Não existe neutralidade na humanidade. Neutro, meus caros, só sabão e olhe lá. Toda ação parte de um propósito e, neste caso de que tratamos, me parece que cada vez mais que ele responde pelo nome de dinheiro, money, bufunfa. E pra que eles possam vender sua especialidade, é fundamental que semeiem em você a dúvida, que susurrem no seu ouvido que você não sabe nada, que suas ações podem prejudicar seus filhos, que você precisa de ajuda e que só eles podem oferecê-la com qualidade. Trombeteiam a insegurança pra que, acuados, optemos pela opinião deles, mesmo que lá no fundo saibamos que também oferecem riscos. E, numa atitude muito louca, desvairada, trocamos os riscos de nossas ações pelo risco das ações de outros, que não sentem por nossos rebentos  a milésima parte do nosso amor, que nunca os viram na vida e que se esforçam para parecer conhecê-lo já na primeira consulta: "Ah, isso é perebite aguda" sem ao mesmos levantar da cadeira.
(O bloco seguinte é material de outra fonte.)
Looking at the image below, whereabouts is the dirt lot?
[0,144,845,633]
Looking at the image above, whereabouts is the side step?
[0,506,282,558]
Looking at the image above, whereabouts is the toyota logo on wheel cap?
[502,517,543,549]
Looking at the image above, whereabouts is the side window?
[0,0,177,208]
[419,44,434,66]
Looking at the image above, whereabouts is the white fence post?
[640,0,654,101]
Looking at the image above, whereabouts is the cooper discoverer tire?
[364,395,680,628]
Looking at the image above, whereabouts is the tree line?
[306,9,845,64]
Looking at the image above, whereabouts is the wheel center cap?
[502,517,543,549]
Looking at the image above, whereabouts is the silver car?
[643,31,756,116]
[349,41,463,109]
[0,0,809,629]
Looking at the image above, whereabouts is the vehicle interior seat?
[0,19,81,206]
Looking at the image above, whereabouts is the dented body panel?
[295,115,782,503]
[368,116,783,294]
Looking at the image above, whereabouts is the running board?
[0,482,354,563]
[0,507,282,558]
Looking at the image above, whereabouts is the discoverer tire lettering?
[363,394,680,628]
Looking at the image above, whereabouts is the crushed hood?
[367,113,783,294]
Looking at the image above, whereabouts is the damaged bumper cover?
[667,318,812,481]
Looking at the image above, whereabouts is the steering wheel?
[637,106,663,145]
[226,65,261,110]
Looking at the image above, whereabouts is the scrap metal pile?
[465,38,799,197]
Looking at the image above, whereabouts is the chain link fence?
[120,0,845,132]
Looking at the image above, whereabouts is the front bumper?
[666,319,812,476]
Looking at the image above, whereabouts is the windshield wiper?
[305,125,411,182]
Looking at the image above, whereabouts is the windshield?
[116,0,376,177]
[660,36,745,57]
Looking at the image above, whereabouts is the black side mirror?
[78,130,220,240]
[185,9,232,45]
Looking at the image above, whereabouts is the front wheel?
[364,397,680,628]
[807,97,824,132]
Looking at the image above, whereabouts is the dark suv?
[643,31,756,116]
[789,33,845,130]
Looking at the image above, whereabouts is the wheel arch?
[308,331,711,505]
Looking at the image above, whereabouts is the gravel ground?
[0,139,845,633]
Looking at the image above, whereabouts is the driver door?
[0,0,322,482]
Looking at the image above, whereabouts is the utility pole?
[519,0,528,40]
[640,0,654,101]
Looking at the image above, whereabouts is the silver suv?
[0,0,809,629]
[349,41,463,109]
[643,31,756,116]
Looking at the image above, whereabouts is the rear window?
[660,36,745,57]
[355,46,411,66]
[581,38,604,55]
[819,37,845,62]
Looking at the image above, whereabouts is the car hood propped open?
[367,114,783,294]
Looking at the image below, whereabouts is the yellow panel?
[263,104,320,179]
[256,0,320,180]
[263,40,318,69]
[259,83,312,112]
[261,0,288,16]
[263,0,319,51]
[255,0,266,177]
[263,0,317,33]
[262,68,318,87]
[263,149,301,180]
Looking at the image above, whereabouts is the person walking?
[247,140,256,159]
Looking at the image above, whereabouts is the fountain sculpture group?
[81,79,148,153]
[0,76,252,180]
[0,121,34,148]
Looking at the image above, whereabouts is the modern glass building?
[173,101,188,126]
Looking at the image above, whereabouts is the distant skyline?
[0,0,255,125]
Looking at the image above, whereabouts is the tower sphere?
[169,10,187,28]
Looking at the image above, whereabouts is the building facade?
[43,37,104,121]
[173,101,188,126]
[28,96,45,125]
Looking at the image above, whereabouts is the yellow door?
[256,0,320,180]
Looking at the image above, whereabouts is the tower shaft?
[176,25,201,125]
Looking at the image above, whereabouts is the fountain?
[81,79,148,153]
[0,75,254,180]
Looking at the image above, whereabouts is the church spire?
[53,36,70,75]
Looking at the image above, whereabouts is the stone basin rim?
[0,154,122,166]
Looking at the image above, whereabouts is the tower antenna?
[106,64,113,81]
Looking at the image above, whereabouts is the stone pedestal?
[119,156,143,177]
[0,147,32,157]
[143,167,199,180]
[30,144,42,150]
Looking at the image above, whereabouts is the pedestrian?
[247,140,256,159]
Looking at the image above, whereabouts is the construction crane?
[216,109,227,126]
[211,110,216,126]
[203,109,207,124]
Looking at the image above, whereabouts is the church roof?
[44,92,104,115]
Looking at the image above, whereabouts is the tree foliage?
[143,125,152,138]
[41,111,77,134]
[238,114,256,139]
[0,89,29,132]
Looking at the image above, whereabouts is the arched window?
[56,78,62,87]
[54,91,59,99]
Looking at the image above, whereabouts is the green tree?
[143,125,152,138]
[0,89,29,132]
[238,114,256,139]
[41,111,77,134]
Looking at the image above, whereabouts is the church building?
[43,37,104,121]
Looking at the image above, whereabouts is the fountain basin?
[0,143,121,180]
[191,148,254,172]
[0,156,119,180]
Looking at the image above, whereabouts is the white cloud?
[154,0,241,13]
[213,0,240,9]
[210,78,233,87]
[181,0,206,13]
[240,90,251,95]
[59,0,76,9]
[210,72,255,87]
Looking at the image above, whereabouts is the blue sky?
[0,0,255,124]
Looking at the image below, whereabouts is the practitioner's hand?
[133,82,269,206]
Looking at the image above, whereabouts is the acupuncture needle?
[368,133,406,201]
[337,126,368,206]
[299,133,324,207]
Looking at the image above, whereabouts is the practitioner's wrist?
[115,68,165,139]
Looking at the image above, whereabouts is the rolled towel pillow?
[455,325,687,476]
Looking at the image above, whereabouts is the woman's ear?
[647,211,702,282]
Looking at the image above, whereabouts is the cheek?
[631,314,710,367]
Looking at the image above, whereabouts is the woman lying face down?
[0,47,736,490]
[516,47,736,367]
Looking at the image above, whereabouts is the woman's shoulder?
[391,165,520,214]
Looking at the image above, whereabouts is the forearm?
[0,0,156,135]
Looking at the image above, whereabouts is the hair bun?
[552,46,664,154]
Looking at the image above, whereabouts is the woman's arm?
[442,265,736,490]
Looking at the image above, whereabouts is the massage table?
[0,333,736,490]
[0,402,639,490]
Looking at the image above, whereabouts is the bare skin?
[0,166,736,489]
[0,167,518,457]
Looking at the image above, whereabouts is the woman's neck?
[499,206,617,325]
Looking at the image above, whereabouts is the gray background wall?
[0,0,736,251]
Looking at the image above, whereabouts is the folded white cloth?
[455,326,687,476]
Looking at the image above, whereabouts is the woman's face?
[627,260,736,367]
Na dúvida, que os erros e acertos, que acontecerão inevitavelmente, sejam ao menos os meus, fruto das minhas escolhas. Acho que isso, Anne, é um primeiro passo para o empodaramento.

11 comentários:

  1. É isso aí, certo ou errado, que sejam minhas escolhas, frutos da minha consciência (ou falta de). Porque lá na frente a culpa é da mãe mesmo :)

    Agora falando mais sério, concordo quando vc diz que não existe neutralidade, não existe o viva e deixe viver. Não...todos seguimos um caminho que nos fala ao raciocínio, ao coração, à alma, ao bolso. Depende.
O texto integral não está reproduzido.